Перед стартом Скотт подошел к Боуэрсу: «Я принял неприятное для вас решение». Оно заключалось в том, что в конце перехода Виктора следует убить, так как у нас мало корма. Вечером Бёрди записал: «Шел он великолепно, весь день возглавлял цепочку саней и в лагерь, как всегда, вступил первым, с легкостью волоча более 200 кг груза. Как жаль убивать такое прекрасное сильное животное! Мне это представляется иронией судьбы, ведь меня упрекали в том, что я беру слишком много корма для пони, и его количество решительно сократили вопреки моим энергичнейшим протестам, которые я высказывал до самой последней минуты. Но сейчас, когда моя лошадка мертва, сознание моей правоты мало меня утешает. Бедный старина Виктор! Он всегда получал галету из моей порции и последнюю съел перед тем, как пуля оборвала его жизнь. Итак, на 83° южной широты я лишился второй своей лошади, погибшей, правда, при менее трагических обстоятельствах, чем первая, под которой проломился морской лед; тем не менее мне жалко моего старого верного друга, долго бывшего под моей опекой. Так или иначе, Виктор внес свой вклад в нашу экспедицию, дай Бог, чтобы я проявил себя не хуже, когда сам пойду в упряжке. Над сумрачной стоянкой пошел снег, похоже, что будет пурга. Кругом темень, воет ветер, вид самый неприютный
».И действительно, на маршруте пришлось пробираться сквозь плотную белую завесу, лошади вязли в глубоком снегу, оставляя следы глубиною в 30 сантиметров. Термометр показывал – 27 °C, снежные хлопья таяли на темном брезенте палаток и меховой одежде. Когда мы заканчивали сооружение укрытия для лошадей, по ветрозащитным курткам струйками стекала вода.

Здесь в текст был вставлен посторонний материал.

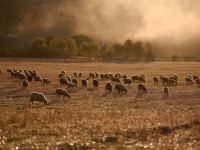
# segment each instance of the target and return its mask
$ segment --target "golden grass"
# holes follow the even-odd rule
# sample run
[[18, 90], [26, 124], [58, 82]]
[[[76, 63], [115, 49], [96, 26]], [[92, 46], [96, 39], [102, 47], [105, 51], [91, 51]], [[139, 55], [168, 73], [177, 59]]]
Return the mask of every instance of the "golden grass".
[[[7, 68], [36, 70], [49, 78], [50, 85], [31, 83], [22, 90], [9, 79]], [[200, 148], [200, 89], [186, 87], [184, 78], [200, 75], [200, 63], [47, 63], [1, 62], [0, 149], [198, 149]], [[55, 95], [58, 73], [83, 72], [145, 74], [148, 95], [135, 98], [137, 84], [127, 95], [105, 96], [106, 81], [98, 90], [91, 82], [71, 93], [72, 99]], [[163, 87], [152, 83], [153, 76], [178, 74], [177, 87], [170, 87], [170, 98], [162, 100]], [[43, 92], [51, 104], [29, 105], [29, 93]]]

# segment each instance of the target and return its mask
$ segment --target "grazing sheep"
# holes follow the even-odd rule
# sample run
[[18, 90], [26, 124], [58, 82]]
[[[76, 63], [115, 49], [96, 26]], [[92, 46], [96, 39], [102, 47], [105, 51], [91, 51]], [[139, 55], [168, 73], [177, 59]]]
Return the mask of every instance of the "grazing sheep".
[[65, 77], [60, 78], [60, 85], [67, 85], [67, 79]]
[[77, 79], [72, 79], [72, 82], [78, 85], [78, 80]]
[[186, 82], [186, 84], [188, 84], [188, 85], [192, 85], [192, 84], [193, 84], [192, 79], [189, 78], [189, 77], [185, 78], [185, 82]]
[[83, 74], [80, 72], [80, 73], [78, 74], [78, 77], [81, 78], [82, 76], [83, 76]]
[[145, 83], [145, 77], [143, 75], [138, 77], [138, 80], [139, 80], [140, 83]]
[[98, 86], [99, 86], [99, 81], [93, 80], [92, 84], [93, 84], [93, 87], [98, 88]]
[[169, 86], [175, 86], [175, 85], [177, 85], [178, 83], [177, 83], [177, 80], [175, 80], [175, 79], [169, 79], [169, 81], [168, 81], [168, 85]]
[[133, 80], [133, 82], [136, 82], [136, 81], [139, 80], [139, 77], [138, 76], [132, 76], [132, 80]]
[[124, 84], [131, 84], [132, 83], [132, 80], [131, 79], [128, 79], [128, 78], [125, 78], [124, 79]]
[[46, 96], [43, 93], [39, 93], [39, 92], [32, 92], [30, 93], [30, 103], [33, 101], [38, 101], [38, 102], [43, 102], [45, 105], [48, 104], [48, 99], [46, 98]]
[[58, 88], [58, 89], [56, 90], [56, 94], [57, 94], [57, 96], [58, 96], [59, 98], [60, 98], [60, 96], [63, 96], [63, 99], [64, 99], [64, 97], [67, 96], [67, 97], [70, 99], [70, 95], [69, 95], [69, 93], [67, 92], [66, 89]]
[[126, 86], [122, 83], [117, 83], [115, 85], [115, 89], [117, 90], [118, 93], [127, 93], [128, 92]]
[[74, 72], [74, 77], [78, 77], [78, 73], [77, 72]]
[[42, 83], [43, 83], [43, 84], [50, 84], [51, 81], [50, 81], [49, 79], [47, 79], [47, 78], [43, 78], [43, 79], [42, 79]]
[[23, 80], [22, 81], [22, 87], [24, 87], [25, 89], [28, 87], [29, 83], [27, 80]]
[[106, 91], [108, 91], [109, 93], [112, 92], [112, 84], [111, 83], [106, 83]]
[[154, 82], [154, 84], [158, 84], [158, 82], [159, 82], [159, 80], [158, 80], [158, 77], [153, 77], [153, 82]]
[[168, 89], [168, 87], [164, 88], [164, 94], [169, 95], [169, 89]]
[[118, 83], [121, 83], [120, 79], [118, 77], [113, 77], [111, 78], [111, 81], [112, 82], [118, 82]]
[[196, 80], [199, 79], [199, 77], [198, 76], [193, 76], [193, 79], [196, 81]]
[[88, 85], [88, 81], [85, 79], [81, 80], [81, 83], [82, 83], [83, 87], [87, 87], [87, 85]]
[[168, 85], [169, 84], [169, 78], [165, 76], [160, 76], [160, 80], [162, 81], [163, 85]]
[[139, 85], [138, 85], [138, 93], [139, 93], [139, 94], [147, 93], [147, 88], [145, 87], [144, 84], [139, 84]]
[[35, 82], [41, 82], [42, 83], [42, 77], [41, 76], [35, 76], [34, 80], [35, 80]]
[[95, 72], [95, 77], [98, 78], [99, 77], [99, 73]]
[[22, 74], [22, 73], [18, 74], [18, 78], [19, 78], [20, 80], [27, 80], [26, 75], [25, 75], [25, 74]]
[[58, 77], [59, 77], [59, 78], [62, 78], [62, 77], [64, 77], [64, 76], [65, 76], [65, 74], [63, 74], [63, 73], [58, 74]]
[[197, 80], [196, 80], [196, 84], [197, 84], [197, 85], [200, 85], [200, 79], [197, 79]]

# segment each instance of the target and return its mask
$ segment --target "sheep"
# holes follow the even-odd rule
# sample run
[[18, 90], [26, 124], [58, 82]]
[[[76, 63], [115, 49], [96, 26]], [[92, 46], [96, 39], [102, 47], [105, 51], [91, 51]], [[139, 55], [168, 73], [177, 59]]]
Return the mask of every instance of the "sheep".
[[164, 87], [164, 94], [169, 95], [169, 89], [167, 87]]
[[41, 82], [42, 83], [42, 77], [41, 76], [35, 76], [34, 80], [35, 80], [35, 82]]
[[93, 80], [92, 84], [93, 84], [93, 87], [98, 88], [98, 86], [99, 86], [99, 81]]
[[42, 83], [43, 83], [43, 84], [50, 84], [51, 81], [50, 81], [49, 79], [47, 79], [47, 78], [43, 78], [43, 79], [42, 79]]
[[72, 79], [72, 82], [78, 85], [78, 80], [77, 79]]
[[99, 73], [95, 72], [95, 77], [98, 78], [99, 77]]
[[196, 81], [196, 80], [199, 79], [199, 77], [198, 76], [193, 76], [193, 79]]
[[122, 83], [117, 83], [115, 85], [115, 89], [117, 90], [118, 93], [127, 93], [128, 92], [126, 86]]
[[138, 77], [138, 80], [139, 80], [140, 83], [145, 83], [145, 77], [143, 75]]
[[147, 93], [147, 88], [145, 87], [144, 84], [138, 85], [138, 93], [142, 93], [142, 94]]
[[19, 73], [19, 74], [18, 74], [18, 78], [19, 78], [20, 80], [27, 80], [26, 75], [25, 75], [25, 74], [22, 74], [22, 73]]
[[154, 82], [154, 84], [158, 84], [158, 82], [159, 82], [159, 80], [158, 80], [158, 77], [153, 77], [153, 82]]
[[80, 73], [78, 74], [78, 77], [81, 78], [82, 76], [83, 76], [83, 74], [80, 72]]
[[30, 96], [30, 103], [32, 102], [32, 104], [33, 104], [33, 101], [43, 102], [45, 105], [48, 104], [48, 99], [43, 93], [32, 92], [30, 93], [29, 96]]
[[27, 80], [23, 80], [22, 81], [22, 87], [24, 87], [25, 89], [28, 87], [29, 83]]
[[64, 99], [65, 96], [67, 96], [69, 99], [71, 98], [66, 89], [58, 88], [58, 89], [56, 90], [56, 94], [57, 94], [57, 96], [58, 96], [59, 98], [60, 98], [60, 96], [63, 96], [63, 99]]
[[136, 81], [139, 80], [139, 77], [138, 76], [132, 76], [132, 80], [133, 80], [133, 82], [136, 82]]
[[160, 76], [160, 80], [162, 81], [163, 85], [168, 85], [169, 84], [169, 78], [165, 76]]
[[121, 83], [120, 79], [118, 77], [113, 77], [111, 78], [111, 81], [112, 82], [118, 82], [118, 83]]
[[67, 85], [68, 83], [65, 77], [60, 78], [59, 82], [60, 82], [60, 85], [65, 85], [65, 84]]
[[186, 78], [185, 78], [185, 82], [186, 82], [186, 84], [188, 84], [188, 85], [192, 85], [192, 84], [193, 84], [192, 79], [189, 78], [189, 77], [186, 77]]
[[88, 81], [85, 79], [81, 80], [81, 83], [82, 83], [83, 87], [87, 87], [87, 85], [88, 85]]
[[175, 86], [175, 85], [177, 85], [177, 80], [175, 80], [175, 79], [169, 79], [168, 85], [169, 86]]
[[78, 77], [78, 73], [77, 72], [74, 72], [74, 77]]
[[128, 78], [125, 78], [124, 79], [124, 84], [131, 84], [132, 83], [132, 80], [131, 79], [128, 79]]
[[108, 91], [109, 93], [112, 92], [112, 84], [111, 83], [106, 83], [106, 91]]

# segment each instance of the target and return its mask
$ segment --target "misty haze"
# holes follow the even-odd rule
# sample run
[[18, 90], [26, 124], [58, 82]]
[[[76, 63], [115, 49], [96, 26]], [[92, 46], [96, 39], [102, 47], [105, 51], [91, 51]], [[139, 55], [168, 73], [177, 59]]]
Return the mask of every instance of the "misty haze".
[[200, 149], [199, 8], [0, 0], [0, 149]]

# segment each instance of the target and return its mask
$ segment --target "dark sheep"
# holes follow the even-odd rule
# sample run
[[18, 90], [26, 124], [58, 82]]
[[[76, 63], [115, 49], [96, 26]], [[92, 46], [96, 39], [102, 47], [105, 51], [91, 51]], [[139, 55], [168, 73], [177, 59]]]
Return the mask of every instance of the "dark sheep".
[[125, 78], [124, 79], [124, 84], [131, 84], [132, 83], [132, 80], [131, 79], [128, 79], [128, 78]]
[[158, 84], [158, 82], [159, 82], [159, 80], [158, 80], [158, 77], [153, 77], [153, 82], [154, 82], [154, 84]]
[[144, 84], [139, 84], [138, 85], [138, 93], [147, 93], [147, 88], [145, 87]]
[[168, 85], [169, 86], [175, 86], [175, 85], [177, 85], [178, 83], [177, 83], [177, 80], [175, 80], [175, 79], [169, 79], [169, 81], [168, 81]]
[[66, 89], [58, 88], [58, 89], [56, 90], [56, 94], [57, 94], [57, 96], [58, 96], [59, 98], [60, 98], [60, 96], [63, 96], [63, 99], [64, 99], [65, 96], [67, 96], [69, 99], [71, 98]]
[[118, 93], [127, 93], [128, 92], [126, 86], [122, 83], [117, 83], [115, 85], [115, 89]]
[[23, 80], [22, 81], [22, 87], [24, 87], [25, 89], [28, 87], [29, 83], [27, 80]]
[[87, 85], [88, 85], [88, 81], [85, 79], [81, 80], [81, 83], [82, 83], [83, 87], [87, 87]]
[[98, 88], [98, 86], [99, 86], [99, 81], [93, 80], [92, 84], [93, 84], [93, 87]]
[[138, 76], [132, 76], [132, 80], [133, 80], [133, 82], [136, 82], [136, 81], [139, 80], [139, 77]]
[[35, 76], [34, 80], [35, 80], [35, 82], [41, 82], [42, 83], [42, 77], [41, 76]]
[[169, 89], [168, 89], [168, 87], [164, 88], [164, 94], [169, 95]]
[[185, 78], [185, 82], [186, 82], [186, 84], [188, 84], [188, 85], [192, 85], [192, 84], [193, 84], [192, 79], [189, 78], [189, 77]]
[[106, 91], [108, 91], [109, 93], [112, 92], [112, 84], [111, 83], [106, 83]]
[[72, 79], [72, 82], [78, 85], [78, 80], [77, 79]]
[[49, 79], [47, 79], [47, 78], [43, 78], [43, 79], [42, 79], [42, 83], [43, 83], [43, 84], [50, 84], [51, 81], [50, 81]]
[[199, 77], [198, 76], [193, 76], [193, 79], [196, 81], [196, 80], [199, 79]]
[[140, 83], [145, 83], [145, 77], [144, 76], [138, 77], [138, 80], [139, 80]]
[[120, 79], [117, 78], [117, 77], [113, 77], [113, 78], [111, 78], [111, 81], [112, 81], [112, 82], [118, 82], [118, 83], [121, 83]]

«Мы отъедаемся кониной и ложимся спать очень довольные
», – заметил я в дневнике. Пусть жестковатая, она казалась нам лакомством, хотя приготавливали ее самым примитивным образом – просто бросали в разогреваемый пеммикан. Лейтенант Эванс и Лэшли, оставшиеся без мотосаней, Аткинсон и Райт, лишившиеся пони, везли сани своими силами. Они уже успели изголодаться, да и многие из нас с нетерпением ждали обеденного часа и старались обмануть голод, грызя припрятанную галету. При таких обстоятельствах конина явилась, конечно, желанным подспорьем. Думаю, что, может, нам следовало бы больше конины оставить в складах. А так, то, что не съедали мы, доставалось собакам. Кто знает, будь у полюсной партии это мясо и лишняя банка керосина, может статься, она бы благополучно добралась до дома.Третьего декабря мы поднялись в 2.30 утра. Туман, снег. Пока мы завтракали, с юго-востока налетала пурга, ветер усилился до 9 баллов и превратился в настоящий шторм с сильной поземкой. «Такого сильного ветра летом я еще здесь не встречал», – сказал Скотт. Идти было, конечно, нельзя, но мы выползли наружу и под яростными порывами ветра подправили укрытия для лошадей. Одна стенка валилась трижды. В 1.30 пополудни засветило солнце, показалась земля. В 2 часа мы вышли, полагая что перед нами гора Хоп, но вскоре снеговые облака затянули небосвод, и два часа мы шли в таком мраке, что с трудом различали следы, оставленные предшествующей партией. К гурию – такие знаки мы ставили через каждые 6 километров – подошли уже при сильном северо-северо-западном ветре, редким в этих местах. Боуэрс и Скотт шли на лыжах.